StreamSets Resource Configuration

Before you configure your scanner, make sure you meet the prerequisites. Read our guide on StreamSets integration requirements to double-check.

Source System Properties

This configuration can be setup by creating a new connection on Admin UI > Connections tab or editing an existing connection in Admin UI / Connections / Data Integration Tools / Streamsets / specific connection. New connection can also be created via Manta Orchestration API.

One IBM Automatic Data Lineage connection for StreamSets corresponds to one StreamSets server that will be analyzed.

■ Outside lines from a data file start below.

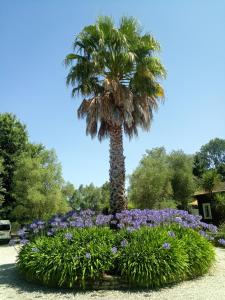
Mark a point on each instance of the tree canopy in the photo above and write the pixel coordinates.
(37, 187)
(210, 156)
(118, 72)
(161, 178)
(13, 142)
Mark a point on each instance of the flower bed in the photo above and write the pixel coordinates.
(149, 249)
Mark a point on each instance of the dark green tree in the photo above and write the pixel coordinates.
(118, 74)
(90, 197)
(13, 141)
(37, 187)
(182, 179)
(210, 156)
(150, 183)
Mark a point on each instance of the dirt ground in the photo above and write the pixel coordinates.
(12, 286)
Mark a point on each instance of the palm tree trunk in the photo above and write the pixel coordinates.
(118, 200)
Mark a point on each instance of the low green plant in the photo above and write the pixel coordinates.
(153, 258)
(71, 258)
(200, 251)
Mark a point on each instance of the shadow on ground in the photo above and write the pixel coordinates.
(10, 277)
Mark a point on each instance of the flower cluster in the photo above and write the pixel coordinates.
(129, 219)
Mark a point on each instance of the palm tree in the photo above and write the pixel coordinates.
(116, 72)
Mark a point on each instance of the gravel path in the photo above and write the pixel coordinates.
(209, 287)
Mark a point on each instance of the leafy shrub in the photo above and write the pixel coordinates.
(151, 249)
(153, 258)
(71, 258)
(134, 218)
(200, 252)
(220, 236)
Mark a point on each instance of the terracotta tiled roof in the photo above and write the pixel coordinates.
(218, 189)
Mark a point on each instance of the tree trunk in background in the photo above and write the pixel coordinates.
(118, 200)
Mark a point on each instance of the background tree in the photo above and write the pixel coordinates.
(150, 183)
(90, 197)
(210, 179)
(37, 187)
(2, 190)
(210, 156)
(13, 141)
(68, 191)
(182, 179)
(116, 71)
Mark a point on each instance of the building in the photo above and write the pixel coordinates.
(205, 203)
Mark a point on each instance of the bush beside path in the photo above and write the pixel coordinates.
(211, 286)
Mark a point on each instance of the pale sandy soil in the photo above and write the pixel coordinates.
(209, 287)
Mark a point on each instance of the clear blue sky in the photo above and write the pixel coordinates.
(36, 35)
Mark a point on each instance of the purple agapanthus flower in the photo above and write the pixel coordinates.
(171, 234)
(21, 232)
(68, 236)
(12, 242)
(34, 249)
(88, 255)
(49, 233)
(124, 243)
(166, 246)
(221, 242)
(24, 242)
(114, 250)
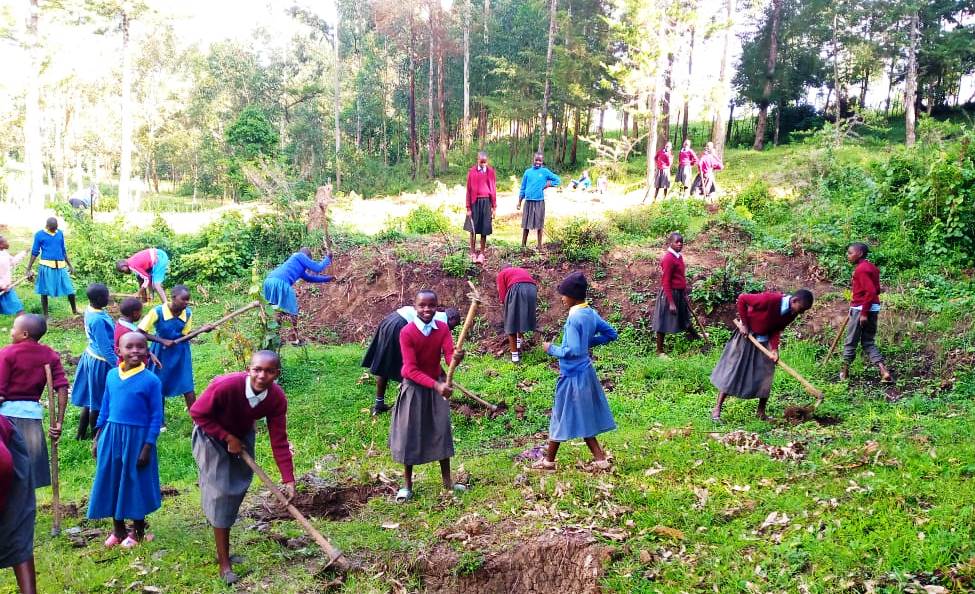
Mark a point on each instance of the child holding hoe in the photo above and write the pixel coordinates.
(581, 408)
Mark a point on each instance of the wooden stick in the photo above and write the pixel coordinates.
(334, 554)
(222, 320)
(805, 383)
(52, 409)
(468, 322)
(477, 398)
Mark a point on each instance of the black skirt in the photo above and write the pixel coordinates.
(384, 358)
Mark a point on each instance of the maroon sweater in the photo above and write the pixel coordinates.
(22, 374)
(673, 274)
(421, 354)
(223, 410)
(865, 285)
(762, 314)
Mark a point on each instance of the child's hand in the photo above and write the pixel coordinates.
(143, 460)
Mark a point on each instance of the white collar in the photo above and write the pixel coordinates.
(252, 398)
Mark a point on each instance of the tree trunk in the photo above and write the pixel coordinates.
(553, 5)
(718, 131)
(773, 48)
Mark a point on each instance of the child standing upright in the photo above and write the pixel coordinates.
(581, 409)
(22, 381)
(162, 326)
(98, 359)
(419, 430)
(743, 370)
(10, 304)
(126, 483)
(861, 327)
(672, 313)
(54, 268)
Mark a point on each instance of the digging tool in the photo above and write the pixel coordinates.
(335, 557)
(52, 408)
(222, 320)
(813, 390)
(475, 297)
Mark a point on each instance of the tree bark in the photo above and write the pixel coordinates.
(553, 5)
(773, 48)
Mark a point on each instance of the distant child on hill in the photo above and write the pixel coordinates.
(420, 430)
(861, 327)
(518, 293)
(162, 326)
(98, 359)
(672, 313)
(54, 268)
(279, 285)
(581, 409)
(384, 359)
(10, 304)
(17, 508)
(126, 483)
(743, 370)
(22, 382)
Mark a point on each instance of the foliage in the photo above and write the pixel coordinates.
(581, 239)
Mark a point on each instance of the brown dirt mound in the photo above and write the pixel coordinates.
(553, 563)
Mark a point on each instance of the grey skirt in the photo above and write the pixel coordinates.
(743, 371)
(17, 518)
(32, 431)
(480, 220)
(419, 430)
(533, 214)
(224, 479)
(520, 306)
(671, 323)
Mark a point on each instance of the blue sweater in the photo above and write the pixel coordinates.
(47, 246)
(583, 329)
(297, 266)
(533, 183)
(133, 399)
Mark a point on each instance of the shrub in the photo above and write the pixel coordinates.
(582, 239)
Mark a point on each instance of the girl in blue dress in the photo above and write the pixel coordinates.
(126, 483)
(98, 359)
(581, 409)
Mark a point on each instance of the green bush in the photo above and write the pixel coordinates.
(581, 239)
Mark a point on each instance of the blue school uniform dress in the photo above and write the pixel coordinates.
(581, 409)
(131, 417)
(278, 286)
(52, 270)
(98, 359)
(176, 374)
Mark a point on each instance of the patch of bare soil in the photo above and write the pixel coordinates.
(551, 563)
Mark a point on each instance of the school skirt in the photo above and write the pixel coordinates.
(671, 323)
(520, 306)
(581, 409)
(122, 490)
(281, 295)
(53, 282)
(10, 303)
(89, 381)
(176, 374)
(661, 180)
(384, 357)
(224, 479)
(32, 432)
(533, 214)
(743, 371)
(419, 430)
(480, 220)
(17, 518)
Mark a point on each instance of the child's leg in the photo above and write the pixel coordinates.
(26, 576)
(597, 451)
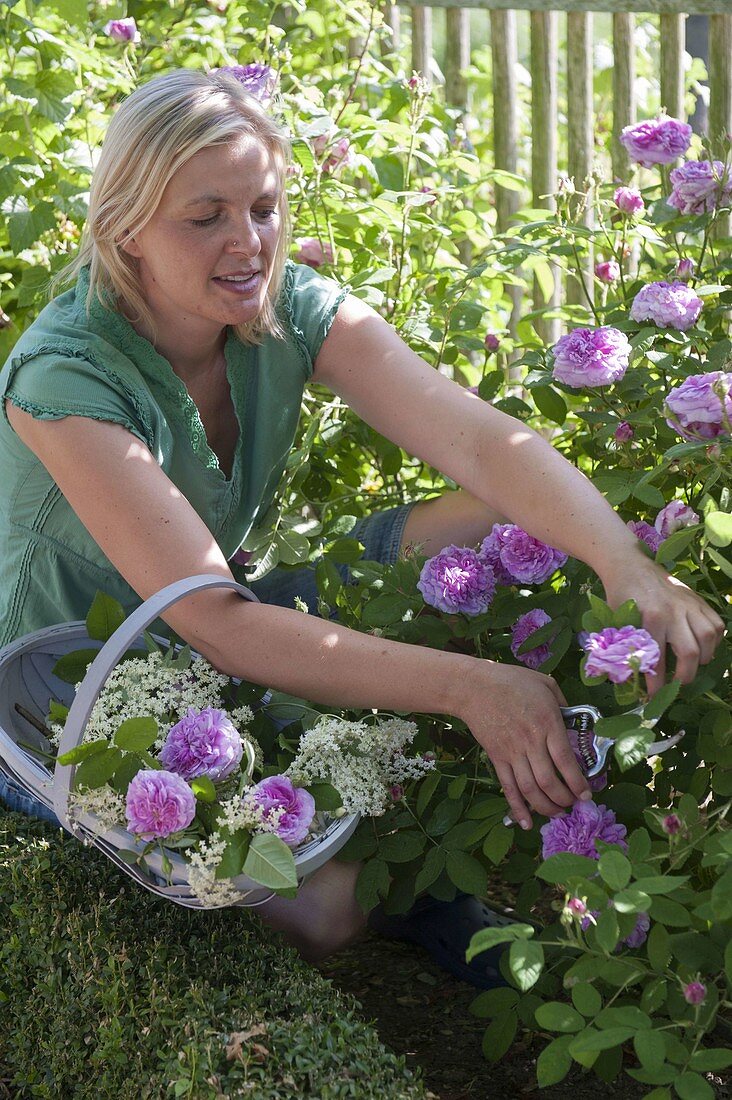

Property name	Description	Example
streamsets.extractor.server	Custom name used to identify this StreamSets connection in Automatic Data Lineage	template
streamsets.extractor.service	Type of StreamSets service used for the extraction; values to pick from are: “Data Collector”, “Control Hub Cloud”, and “Control Hub On-Premises” If not set, the default value is “Data Collector”	Data Collector
streamsets.extractor.address	Address of the server used for the actual connection to the StreamSets repository; only considered for the extraction from Data Collector or Control Hub On-Premises	192.168.0.16 prod.getmanta.com
streamsets.extractor.port	Port of the server used for the actual connection to the StreamSets repository; only considered for the extraction from Data Collector or Control Hub On-Premises	80 443
streamsets.extractor.scheme	Scheme of the server used for the actual connection to the StreamSets repository; only considered for the extraction from Data Collector or Control Hub On-Premises	http
streamsets.extractor.user	Name of the user used for the connection to SDC or SCH	guest
streamsets.extractor.password	Password of the user used for the connection to SDC or SCH	guest
streamsets.extractor.use.pipeline.extraction	Whether pipelines should be extracted as a part of the extraction process; if true, the following four properties should be set	true
streamsets.extractor.include.pipelines	Comma-separated list of pipeline IDs to include in the extraction Note that if both the `streamsets.extractor.include.pipelines` and `streamsets.extractor.include.labels` properties are left empty, all pipelines will be extracted (except those that have been excluded)	pipelineId01,pipelineId02,pipelineId03
streamsets.extractor.include.labels	Comma-separated list of pipeline labels to include in the extraction Note that if both the `streamsets.extractor.include.pipelines` and `streamsets.extractor.include.labels` properties are left empty, all pipelines will be extracted (except those that have been excluded)	label01,label02,label03
streamsets.extractor.exclude.pipelines	Comma-separated list of pipeline IDs to exclude from the extraction	pipelineId01,pipelineId04
streamsets.extractor.exclude.labels	Comma-separated list of pipeline labels to exclude from the extraction	label01,label04
streamsets.extractor.use.job.extraction	Whether jobs should be extracted as part of the extraction process; job extraction is only supported for SCH; if true, the following four properties should be set	true
streamsets.extractor.include.jobs	Comma-separated list of job IDs to include in the extraction Note that if both the `streamsets.extractor.include.jobs` and `streamsets.extractor.include.job.tags` properties are left empty, all jobs will be extracted (except those that have been excluded)	jobId01,jobId02,jobId03
streamsets.extractor.include.job.tags	Comma-separated list of job tags to include in the extraction Note that if both the `streamsets.extractor.include.jobs` and `streamsets.extractor.include.job.tags` properties are left empty, all jobs will be extracted (except those that have been excluded)	tag01,tag02,tag03
streamsets.extractor.exclude.jobs	Comma-separated list of job IDs to exclude from the extraction	jobId01,jobId04
streamsets.extractor.exclude.job.tags	Comma-separated list of job tags to exclude from the extraction	tag01,tag04
streamsets.input.encoding	Encoding of extracted pipelines. See Encodings for applicable values.	UTF-8
streamsets.extractor.verifyHostname	When using HTTPS, whether the hostname of the server's certificate should be validated to match the hostname of the server	true

Common Scanner Properties

This configuration is common for all Streamsets source systems and for all Streamsets scenarios, and is configure in Admin UI > Configuration > CLI > Streamsets> Streamsets Common. It can be overridden on individual connection level.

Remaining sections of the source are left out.